For PacBio sequel sequencing, MagBeads bound with DNA-Polymerase complexes were loaded at 0.1 nM (on-plate concentration) using 14 single-molecule real-time (SMRT) Cells. Single-molecule sequences with C4 chemistry were constructed with PacBio sequel platform. Thereafter, a single 10× Genomics Linked-Read library from the Illumina HiSeq X Ten platform was constructed, and then, a Hi-C library was prepared with formaldehyde fixation, enzyme restriction, and biotinylated labelling. Finally, 350-bp paired-end libraries from the Illumina HiSeq X Ten platform were constructed.

2.3. Genome size estimation

Black rockfish genome-size was estimated using the k-mer method11 (Supplementary Fig. S1).

2.4. Genome assembly

2.4.1. PacBio assembly

FALCON assembler12 was used to assemble third-generation long reads to contigs of the S. schlegelii genome. The FALCON assembly process was as follows. (i) DALIGNER was used to perform error correction,13 according to the probability of insertion, deletion, and sequence errors. After error correction, we obtained pre-assemble reads. (ii) LASort and LAMerge were used for overlap-detection using the pre-assemble reads. To generate a layout of overlapping reads, we obtained de novo assembled reference contigs. (iii) The single-pass long reads were re-sequenced, mapped to de novo assembled reference contigs, and obtained for base-quality-aware consensus of uniquely mapped reads. In addition to FALCON, wtdbg2 was also used to assemble third-generation long reads by blast (KBM), assemble (FBG), and error correction (daccord).

2.4.2. 10× genomics assembly

Quiver14 was used to refine the genome. Initially, PacBio contigs were scaffolded, and then fragScaff was used to obtain super-scaffolds using 10× Genomics Linked-Read data.15

2.4.3. Chromosomal-level genome assembly using Hi-C

To enhance a chromosomal-level assembly, we used the Hi-C sequence library with Lachesis software.16,17 Initially, we compared the sequence with the draft version. BWA was used to map Hi-C clean reads to the polished S. schlegelii genome. Thereafter, cluster, order, and orientations were determined. Contigs were clustered into chromosome groups, according to the interaction of paired reads between two contigs.
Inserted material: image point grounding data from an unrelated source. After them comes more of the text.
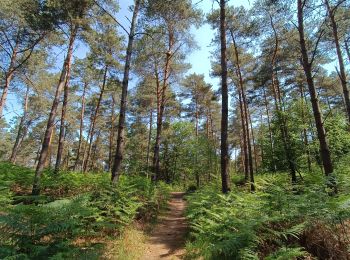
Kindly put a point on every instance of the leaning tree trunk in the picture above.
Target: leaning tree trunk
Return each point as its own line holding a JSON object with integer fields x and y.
{"x": 347, "y": 49}
{"x": 111, "y": 135}
{"x": 278, "y": 105}
{"x": 51, "y": 120}
{"x": 341, "y": 73}
{"x": 161, "y": 99}
{"x": 81, "y": 127}
{"x": 22, "y": 129}
{"x": 245, "y": 113}
{"x": 94, "y": 119}
{"x": 149, "y": 136}
{"x": 307, "y": 66}
{"x": 244, "y": 138}
{"x": 63, "y": 117}
{"x": 8, "y": 78}
{"x": 224, "y": 106}
{"x": 270, "y": 131}
{"x": 119, "y": 153}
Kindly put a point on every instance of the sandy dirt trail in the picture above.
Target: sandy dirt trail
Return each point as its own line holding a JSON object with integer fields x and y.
{"x": 167, "y": 241}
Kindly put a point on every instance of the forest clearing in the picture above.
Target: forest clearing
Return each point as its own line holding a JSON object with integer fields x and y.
{"x": 175, "y": 129}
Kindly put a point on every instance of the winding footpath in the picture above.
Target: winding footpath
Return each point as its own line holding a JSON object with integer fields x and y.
{"x": 167, "y": 241}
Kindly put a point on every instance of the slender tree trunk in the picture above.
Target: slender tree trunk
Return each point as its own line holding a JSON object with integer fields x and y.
{"x": 253, "y": 140}
{"x": 161, "y": 99}
{"x": 307, "y": 65}
{"x": 224, "y": 97}
{"x": 22, "y": 129}
{"x": 270, "y": 132}
{"x": 51, "y": 120}
{"x": 244, "y": 138}
{"x": 87, "y": 143}
{"x": 111, "y": 136}
{"x": 149, "y": 136}
{"x": 245, "y": 113}
{"x": 347, "y": 49}
{"x": 81, "y": 127}
{"x": 94, "y": 119}
{"x": 278, "y": 105}
{"x": 305, "y": 138}
{"x": 8, "y": 78}
{"x": 120, "y": 135}
{"x": 342, "y": 74}
{"x": 62, "y": 134}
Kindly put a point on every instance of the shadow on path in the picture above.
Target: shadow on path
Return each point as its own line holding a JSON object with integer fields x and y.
{"x": 167, "y": 241}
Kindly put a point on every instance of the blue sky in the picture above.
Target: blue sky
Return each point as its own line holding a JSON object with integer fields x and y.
{"x": 199, "y": 59}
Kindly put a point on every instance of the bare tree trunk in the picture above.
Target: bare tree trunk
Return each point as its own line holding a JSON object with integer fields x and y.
{"x": 62, "y": 134}
{"x": 161, "y": 99}
{"x": 224, "y": 97}
{"x": 111, "y": 136}
{"x": 8, "y": 78}
{"x": 278, "y": 104}
{"x": 120, "y": 136}
{"x": 94, "y": 119}
{"x": 81, "y": 127}
{"x": 244, "y": 138}
{"x": 341, "y": 73}
{"x": 347, "y": 49}
{"x": 22, "y": 129}
{"x": 270, "y": 132}
{"x": 245, "y": 113}
{"x": 253, "y": 139}
{"x": 52, "y": 117}
{"x": 307, "y": 65}
{"x": 149, "y": 136}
If the number of paired reads was much larger and the contigs interaction greater, they were clustered into one group according to the number of interactions reads which interacted with each other between two contigs, clustered, and classified into groups based on the number of the S. schlegelii chromosome, and then they were ordered within groups and assigned contig orientations in line with the strength and location of the interaction between the reads. Juicebox was used to correct the contig orientation; finally, chromosomes were anchored. Chromosomal-level assembly of the black rockfish genome was based on restriction sites in sequences and the link relationship from Hi-C; then we constructed a map, computed the weight, and connected the contigs (scaffolds) for each chromosome.

2.4.4. Final assembly refinement

Illumina short reads were initially mapped to the chromosomal-level genome assembly version using the BWA software. Subsequently, we applied Pilon18 to correct the remaining base errors with short reads according to the map results.
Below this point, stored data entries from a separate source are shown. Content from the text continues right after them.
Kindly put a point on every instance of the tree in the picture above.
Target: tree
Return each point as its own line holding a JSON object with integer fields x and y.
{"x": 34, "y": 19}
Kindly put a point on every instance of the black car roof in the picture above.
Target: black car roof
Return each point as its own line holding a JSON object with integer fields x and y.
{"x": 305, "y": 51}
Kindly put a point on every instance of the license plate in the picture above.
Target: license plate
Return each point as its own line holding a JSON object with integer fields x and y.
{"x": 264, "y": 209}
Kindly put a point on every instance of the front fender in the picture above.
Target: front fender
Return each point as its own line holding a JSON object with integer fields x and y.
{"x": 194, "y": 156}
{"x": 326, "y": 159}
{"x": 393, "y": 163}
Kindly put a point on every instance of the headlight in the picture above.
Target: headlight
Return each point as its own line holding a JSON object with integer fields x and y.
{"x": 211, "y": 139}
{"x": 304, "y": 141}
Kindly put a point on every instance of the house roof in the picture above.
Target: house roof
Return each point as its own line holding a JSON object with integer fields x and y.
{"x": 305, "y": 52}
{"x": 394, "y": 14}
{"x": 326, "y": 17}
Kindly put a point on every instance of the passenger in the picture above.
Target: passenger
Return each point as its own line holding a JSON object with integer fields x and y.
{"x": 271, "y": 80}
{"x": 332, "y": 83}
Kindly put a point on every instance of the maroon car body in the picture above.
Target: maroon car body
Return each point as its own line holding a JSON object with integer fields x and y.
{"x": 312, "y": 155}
2.5. Genome quality evaluation

The accuracy of the assembled S. schlegelii genome was evaluated by mapping short sequence reads to the S. schlegelii genome using the BWA program,19 and we performed variant calling based on SAMtools. CEGMA20 with the core genes from vrt dataset and BUSCO21 analyses for completeness of evaluation of the S. schlegelii genome assembly. The genome assemblies by falcon and wtdbg2 were compared to obtain a more reliable genome assembly. Furthermore, we compared characteristics of the S. schlegelii genome with those of other teleost species.

In addition, after completing the genome assembly, we confirmed the quality by FISH probes obtained from an identical chromosome assembled that could be anchored on the same chromosome. Two genes of interested, 3.816 and 3.70, from chr3 were used. Firstly, we created the local blast database of the S. schlegelii genome. Secondly, we extracted their gene sequence of them. Thirdly, we blasted each of them to the local database and selected the chr3-specific section for further design. Fourthly, PCR amplification, gel electrophoresis detection and PCR product purification sequencing were performed. Primers that were PCR single banded, size and sequence corrected were used for further probes preparation. The probes were synthetized by PCR. 3.816 was labelled with digoxin, and 3.70 was labelled with fluorescein. The PCR system was according to a modified ExTaq multiplex system (TAKARA) with 1 μg high purity DNA template. The probes were purified using sin sequencing reaction clean-up kit (Sigma). The detection was conducted by anti-dig and anti-fluorescein POD antibodies. Signal amplification was conducted with the TSA plus fluorescein/TMR kit (PerkinElmer). Mounting was performed with prolonged gold anti-fade (molecular probes by Life Technologies). Images were obtained by a microscope (Niko Eclipse Ni).

2.6. Annotation

2.6.1. Repetitive-sequences annotation

Tandem Repeat Finder22 was used to detect repetitive elements in the S. schlegelii genome. RepeatModeler (http://www.repeatmasker.org/RepeatModeler.html) was used to de novo identify genomic transposable elements (TE) and Repbase23 was used for the known repeats library. The de novo and known libraries were then combined. RepeatMasker23–25 was used to identify the TEs in the S. schlegelii genome.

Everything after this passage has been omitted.